Great school
Very tough to get into. Have not met one liberty grad who was not successful. |
Huh? The school has unimpressive academic rankings. It's only "tough to get into" because most prospective students won't go along with the strict dress code and dry campus guidelines and they won't accept you if you refuse. Does anyone get rejected from their online program? I doubt it. |
It's an embarrassment. |
While Liberty gained its reputation as a religious university the leadership has taken a page from shady for-profits. it has vastly expanded its enrollment fueled by online offerings.
Here is the link to ED's profile with its fall 2016 enrollment stats: https://nces.ed.gov/collegenavigator/?q=liberty+university&s=all&id=232557 71% of undergraduates at Liberty are enrolled online exclusively and another 14% in a mix of online and in-person classes. Among graduate students 95% are enrolled online exclusively and 1% are in mixed. Overall Liberty enrolled 47,000 undergraduates and 28,700 graduate students. They admit pretty much anyone who is willing to enroll. |
No, it is not prestigious in the outside world. However, if you are from that community and intend to stay in the community, it is no big deal.

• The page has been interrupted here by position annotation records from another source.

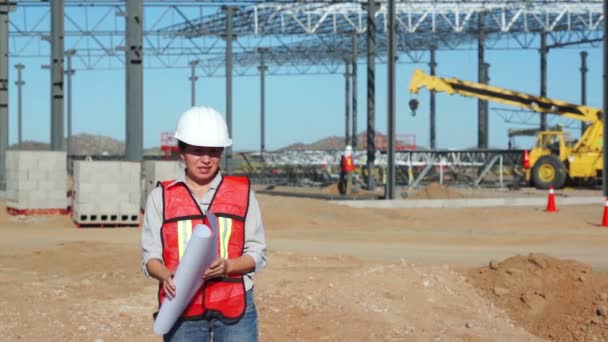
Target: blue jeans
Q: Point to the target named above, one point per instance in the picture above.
(245, 330)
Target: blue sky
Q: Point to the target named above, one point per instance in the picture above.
(303, 108)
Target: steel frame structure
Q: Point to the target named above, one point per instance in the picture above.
(303, 37)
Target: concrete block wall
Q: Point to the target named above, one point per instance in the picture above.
(155, 171)
(107, 192)
(36, 180)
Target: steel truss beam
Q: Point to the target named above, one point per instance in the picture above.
(304, 37)
(402, 158)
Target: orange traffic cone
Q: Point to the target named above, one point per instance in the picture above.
(551, 201)
(605, 218)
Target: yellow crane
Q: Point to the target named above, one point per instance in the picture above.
(552, 160)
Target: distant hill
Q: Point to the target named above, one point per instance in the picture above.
(88, 144)
(337, 143)
(91, 144)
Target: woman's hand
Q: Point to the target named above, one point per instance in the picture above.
(218, 268)
(169, 286)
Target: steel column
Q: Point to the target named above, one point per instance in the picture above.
(390, 182)
(432, 66)
(19, 83)
(371, 93)
(354, 91)
(262, 69)
(543, 76)
(4, 9)
(229, 37)
(69, 72)
(134, 81)
(346, 102)
(605, 102)
(583, 84)
(193, 78)
(482, 105)
(57, 107)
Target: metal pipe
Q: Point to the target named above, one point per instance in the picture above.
(371, 93)
(482, 105)
(193, 78)
(229, 37)
(20, 83)
(57, 107)
(543, 76)
(605, 103)
(262, 69)
(69, 72)
(432, 66)
(346, 102)
(583, 85)
(354, 91)
(4, 9)
(134, 81)
(390, 185)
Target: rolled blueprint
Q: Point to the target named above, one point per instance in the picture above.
(200, 252)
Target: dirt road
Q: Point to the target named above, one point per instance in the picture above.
(335, 273)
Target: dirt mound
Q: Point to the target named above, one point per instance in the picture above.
(331, 189)
(561, 300)
(435, 191)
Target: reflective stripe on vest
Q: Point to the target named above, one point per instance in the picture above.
(184, 232)
(221, 298)
(225, 232)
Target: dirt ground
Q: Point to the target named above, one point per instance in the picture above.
(336, 274)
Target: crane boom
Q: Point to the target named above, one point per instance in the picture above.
(514, 98)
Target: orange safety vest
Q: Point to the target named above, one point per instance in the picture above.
(347, 163)
(222, 298)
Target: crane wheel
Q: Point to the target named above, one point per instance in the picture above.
(549, 171)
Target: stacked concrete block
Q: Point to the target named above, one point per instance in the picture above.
(36, 181)
(107, 193)
(155, 171)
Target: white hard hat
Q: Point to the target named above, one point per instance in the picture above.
(202, 126)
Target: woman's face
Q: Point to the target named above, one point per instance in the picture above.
(201, 162)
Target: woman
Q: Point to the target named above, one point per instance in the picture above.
(223, 309)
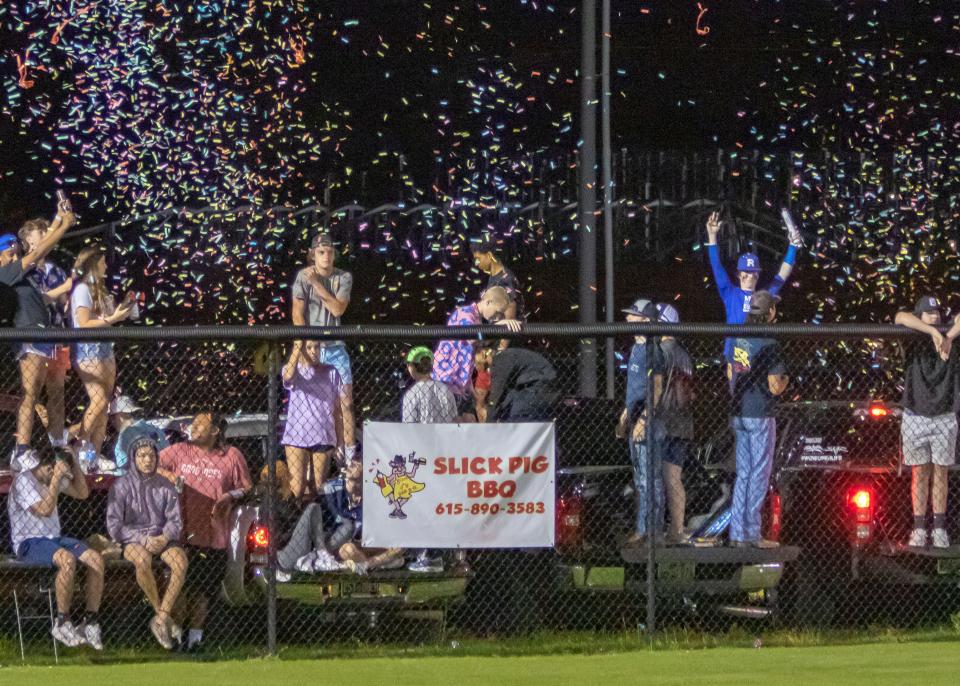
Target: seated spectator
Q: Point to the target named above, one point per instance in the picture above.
(453, 360)
(37, 539)
(143, 515)
(314, 426)
(214, 475)
(131, 427)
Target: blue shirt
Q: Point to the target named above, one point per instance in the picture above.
(736, 301)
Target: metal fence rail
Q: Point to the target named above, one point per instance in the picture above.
(837, 499)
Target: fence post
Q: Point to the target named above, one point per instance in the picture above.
(650, 412)
(273, 421)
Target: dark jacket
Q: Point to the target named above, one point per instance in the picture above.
(142, 505)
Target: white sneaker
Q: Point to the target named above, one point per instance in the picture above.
(918, 538)
(91, 635)
(67, 634)
(939, 538)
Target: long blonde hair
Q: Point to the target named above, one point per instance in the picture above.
(85, 271)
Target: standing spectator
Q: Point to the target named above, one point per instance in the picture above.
(522, 386)
(453, 360)
(30, 311)
(758, 377)
(426, 402)
(55, 285)
(92, 306)
(35, 530)
(736, 300)
(929, 424)
(632, 426)
(130, 426)
(214, 475)
(485, 257)
(314, 426)
(673, 399)
(321, 295)
(143, 515)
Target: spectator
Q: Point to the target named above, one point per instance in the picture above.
(453, 360)
(55, 285)
(929, 424)
(321, 295)
(484, 256)
(92, 306)
(214, 476)
(426, 402)
(314, 427)
(522, 386)
(143, 515)
(632, 426)
(131, 427)
(30, 310)
(736, 300)
(673, 399)
(758, 377)
(37, 539)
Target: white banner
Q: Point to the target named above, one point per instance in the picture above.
(458, 485)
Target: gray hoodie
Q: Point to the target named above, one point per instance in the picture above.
(142, 505)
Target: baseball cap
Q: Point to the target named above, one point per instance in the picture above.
(642, 307)
(762, 301)
(322, 240)
(419, 353)
(667, 313)
(927, 303)
(124, 404)
(748, 262)
(7, 241)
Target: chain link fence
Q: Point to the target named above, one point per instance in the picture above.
(214, 485)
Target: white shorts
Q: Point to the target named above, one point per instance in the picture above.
(929, 439)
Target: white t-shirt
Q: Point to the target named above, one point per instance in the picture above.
(25, 492)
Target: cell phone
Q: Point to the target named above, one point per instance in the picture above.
(63, 200)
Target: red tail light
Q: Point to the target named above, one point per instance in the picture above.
(569, 521)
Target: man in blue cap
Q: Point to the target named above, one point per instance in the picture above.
(736, 300)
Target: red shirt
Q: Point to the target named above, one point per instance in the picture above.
(207, 475)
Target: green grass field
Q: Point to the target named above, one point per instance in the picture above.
(903, 664)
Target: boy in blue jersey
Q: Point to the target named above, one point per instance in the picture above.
(736, 300)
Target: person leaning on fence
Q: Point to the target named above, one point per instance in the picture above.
(758, 377)
(632, 426)
(143, 515)
(453, 360)
(321, 295)
(127, 420)
(213, 475)
(736, 300)
(37, 539)
(928, 425)
(314, 427)
(30, 310)
(93, 307)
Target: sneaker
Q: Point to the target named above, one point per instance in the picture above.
(67, 634)
(161, 632)
(425, 565)
(939, 538)
(91, 636)
(918, 538)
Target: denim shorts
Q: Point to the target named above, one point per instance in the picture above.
(40, 551)
(336, 356)
(91, 352)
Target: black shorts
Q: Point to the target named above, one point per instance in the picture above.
(205, 571)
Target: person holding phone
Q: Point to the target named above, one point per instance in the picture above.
(92, 306)
(31, 311)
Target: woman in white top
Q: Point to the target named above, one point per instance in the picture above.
(92, 306)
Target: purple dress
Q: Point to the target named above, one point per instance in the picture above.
(314, 396)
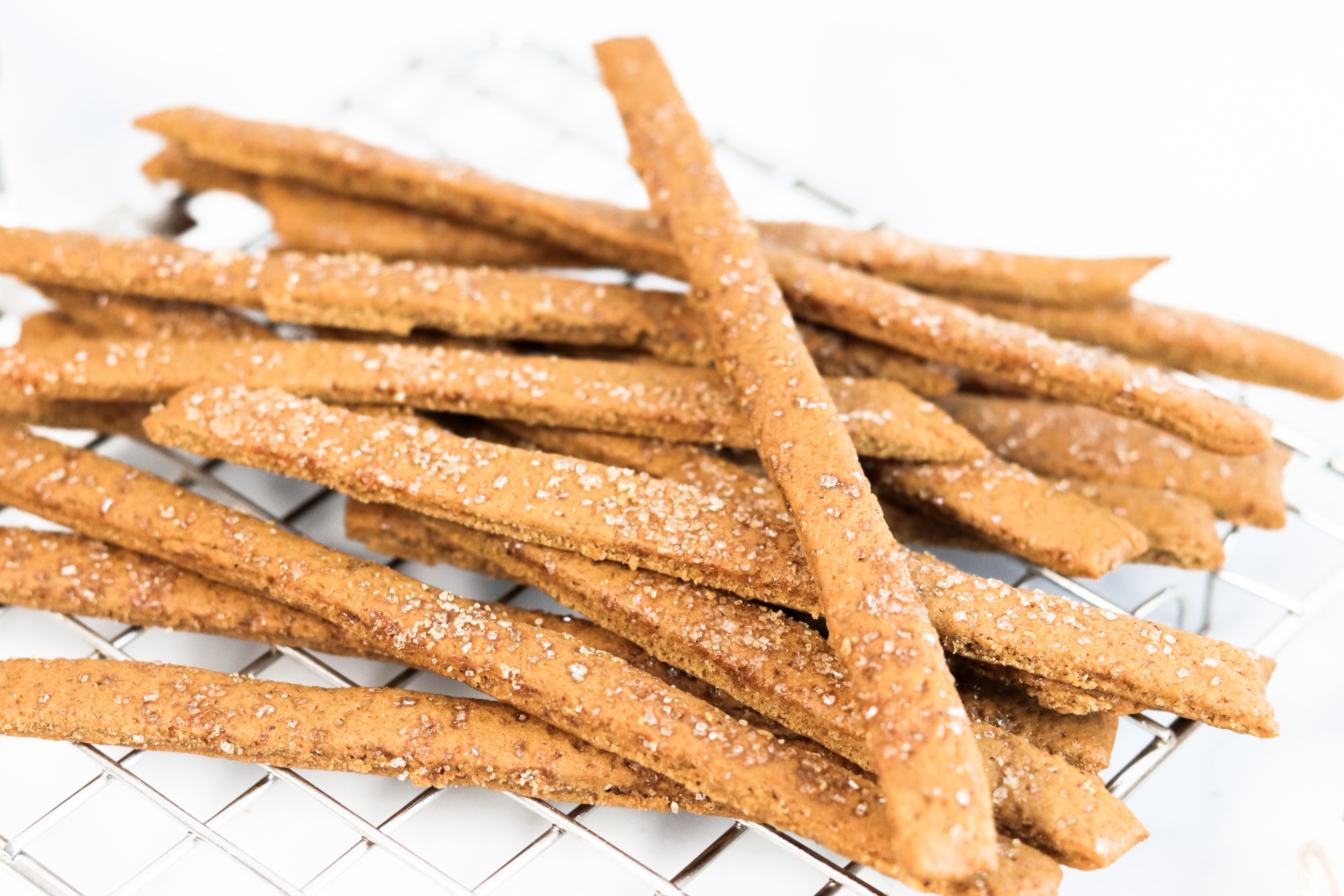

I am astonished by those who say they wouldn't hire based on that alone - maybe because I'm in the federal government and we know that we can't discriminate - but I wouldn't be impressed, either. I already have plenty of bible thumpers in my organization and everyone plays by the "no proselytizing on work time" rules. I also find that graduates from these kinds of institutions tend to have their heads less up their a$$es than the "prestigious" liberal schools, so there is that. |
I think any college is a respected institution it represents higher education, what is not to respect about that. |
Remarkably, after years of trying Liberty seems to have gained some level of respectability. It's just hung around long enough and grown to the point that it has to be acknowledged as an actual college. Although it's still viewed as a joke by many people, especially liberal, urban folks, like the posters on this board. It probably should be viewed like Oral Roberts, BYU, Pepperdine or the hundreds of other religious schools in this country. But it's connections to the Falwell family and far right policies still taints its reputation and limits the options of its graduates. |
Come on. Liberty is not even close to the same class as these schools. |
A Liberty diploma will be handy for kids looking to intern with or work for the current administration.
Other than that -- it's going to be a huge liability. I know two kids going there, both lackluster HS students. Liberty makes incoming students commit very early and start paying tuition soon after acceptance (refundable up to a certain point) in order to get them really entrenched with other accepted students, and into their dorm of choice. I'm not going to go so far as to say the school is a cult, but their admissions practices definitely have some radical group acceptance procedures that don't sit well with me at all. |
+1. BYU and Pepperdine teach real science and their admissions process is selective -- if you weren't a good student in HS with extracurricular activities, you aren't getting in. |
No to all of your questions, OP. The school is a joke. |
I remember looking at the faculty in one department a few years ago and almost every staff member had their degree from Liberty. A few came from other evangelical schools.
Some of the majors are unusual. They have people going there for four years to be trained in things the VoTec schools can teach in a year or two. http://www.liberty.edu/index.cfm?PID=6908 |
A huge joke, and anyone who tells you otherwise is showing their agenda. |
I don't agree with putting it on the same level as BYU and Pepperdine, but I do agree that people (at least in polite conversation) seem to treat it with more seriousness around where I live (NoVa). The main kids around here that end up going to Liberty are either athletic recruits or Christians who attended bible or very evangelical churches. Another random thing - one of the kids from Duck Dynasty and his wife attended Liberty. Not sure what that says about the school. |
I would say no to all of OPs questions, but: LU is indeed accredited by the major southern accreditation agency (and other, specific orgs like the ABA) and I would hire someone from LU... but not for every job. I'd hire someone for, say, a development job or an admin job... but not a job for which I need analytical skills or scientific knowledge.